After the disaster wiped out a large number of oil refineries off the Southern coast, the nation's oil refining capacity dropped off, driving up gas prices, professors said.
"There has been a real shortage of refined products. Even today we have 20 percent refining capacity knocked out," said Haas professor Severin Borenstein.
Though retail gas prices are expected to drop down to pre-Katrina levels within the next month, Borenstein said that California residents should not expect to pay less than $2 per gallon for gas again.
"The fact is, oil is $60 a barrel. Those high prices are what is driving high gas prices," Borenstein said. "It's time to start adjusting (to the fact that) we're in a high oil-priced market and the hurricanes didn't help, but they didn't do much."
But the impact the hurricane has on the oil industry is not limited to soaring gas prices, as it threatens to have a sizeable impact on the energy industry.
A shortage in heating oil will change the distribution of production in the nation, at least for the short term, he said.
"Given the heating oil shortages, most of that burden is going to fall on other regions, in the northeast and the midwest," Borenstein said.
Despite the ripple effect being felt in the energy industry, the economy is not expected to suffer greatly in the short run, although the long-term effects are hard to predict, said business professor James Wilcox.

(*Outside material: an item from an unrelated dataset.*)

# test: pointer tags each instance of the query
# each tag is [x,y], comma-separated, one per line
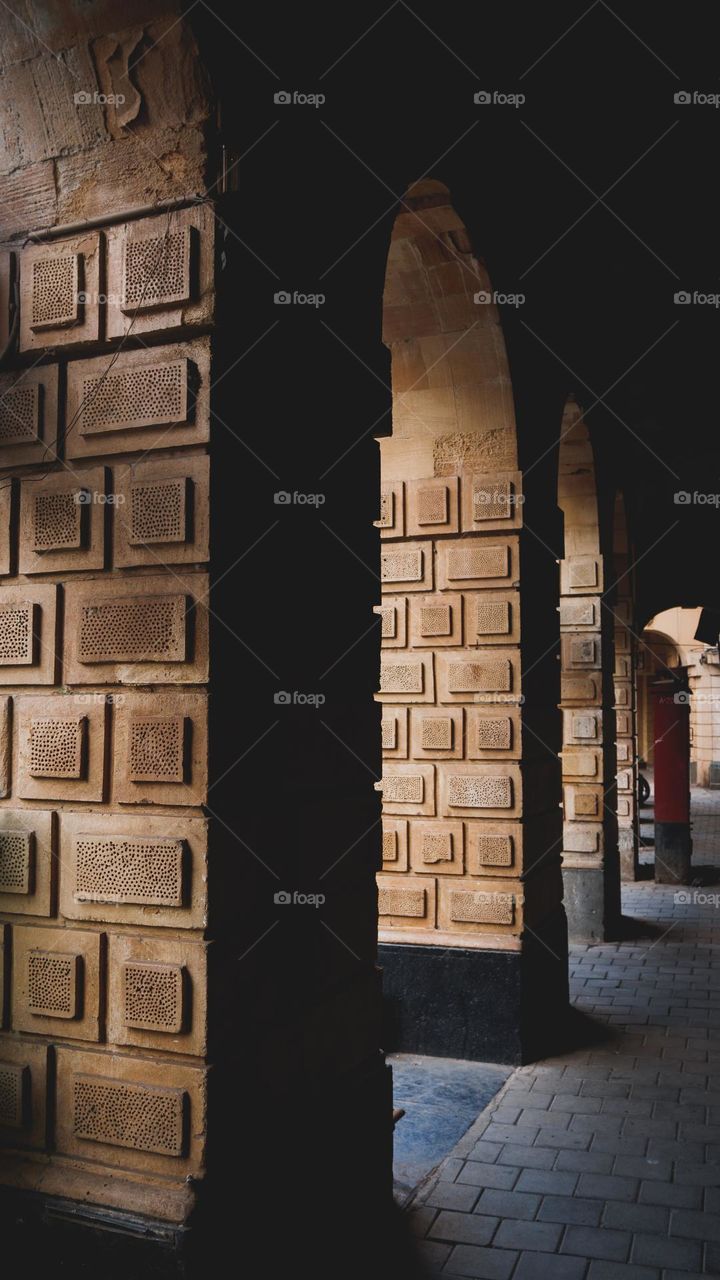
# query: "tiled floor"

According to Wilcox, the private sector is expected to recover faster than the public sector, which is characteristic of disasters.

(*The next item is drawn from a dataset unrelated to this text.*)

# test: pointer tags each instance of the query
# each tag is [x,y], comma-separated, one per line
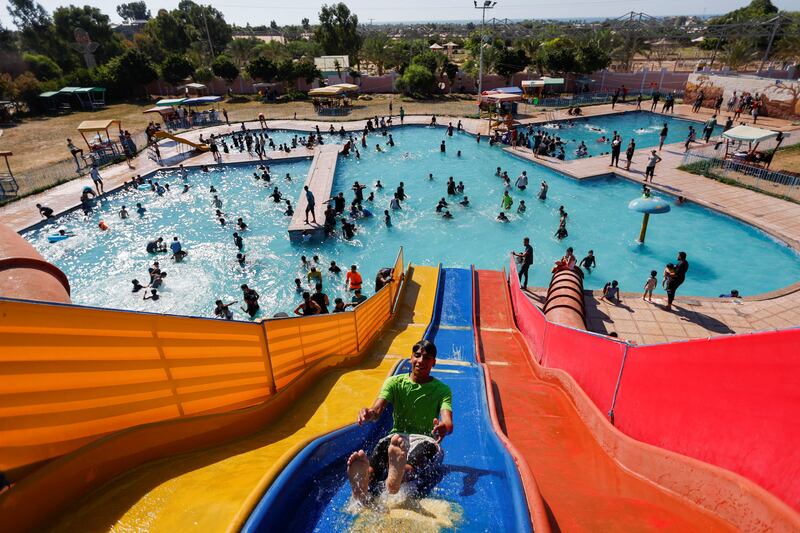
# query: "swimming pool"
[723,253]
[644,127]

"There's going to be a spurt of purchasing of furniture and sheet rock, and other things like that," he said.
As the rebuilding in the South begins, business could pick up in other parts of the country, said Wilcox, but the government could suffer greatly financially.
"There is going to be a lot more spending by the federal government," Wilcox said, pointing to the $60 billion in aid approved by Congress and the request from Louisiana senators for $250 billion to rebuild.
He said that since the Bush administration is not likely to raise taxes, the result of the relief spending will be an increase in the federal deficit by as much as $180 billion.
The negative financial effect the disaster relief threatens to have on the government should be of leading concern in deciding what the course of action should be in rebuilding, said Haas professor Thomas Davidoff.
According to Davidoff, government-sponsored relief measures such as retroactive flood insurance, which allows uninsured hurricane victims to receive reparations from the government, are not conducive to avoiding similar financial burdens in the future.
"You should have to think it's very expensive to have a home in a flood or earthquake area. We have to be a little careful with our generosity," he said. "We want to avoid the idea that the government is going to be be on the hook in a disaster."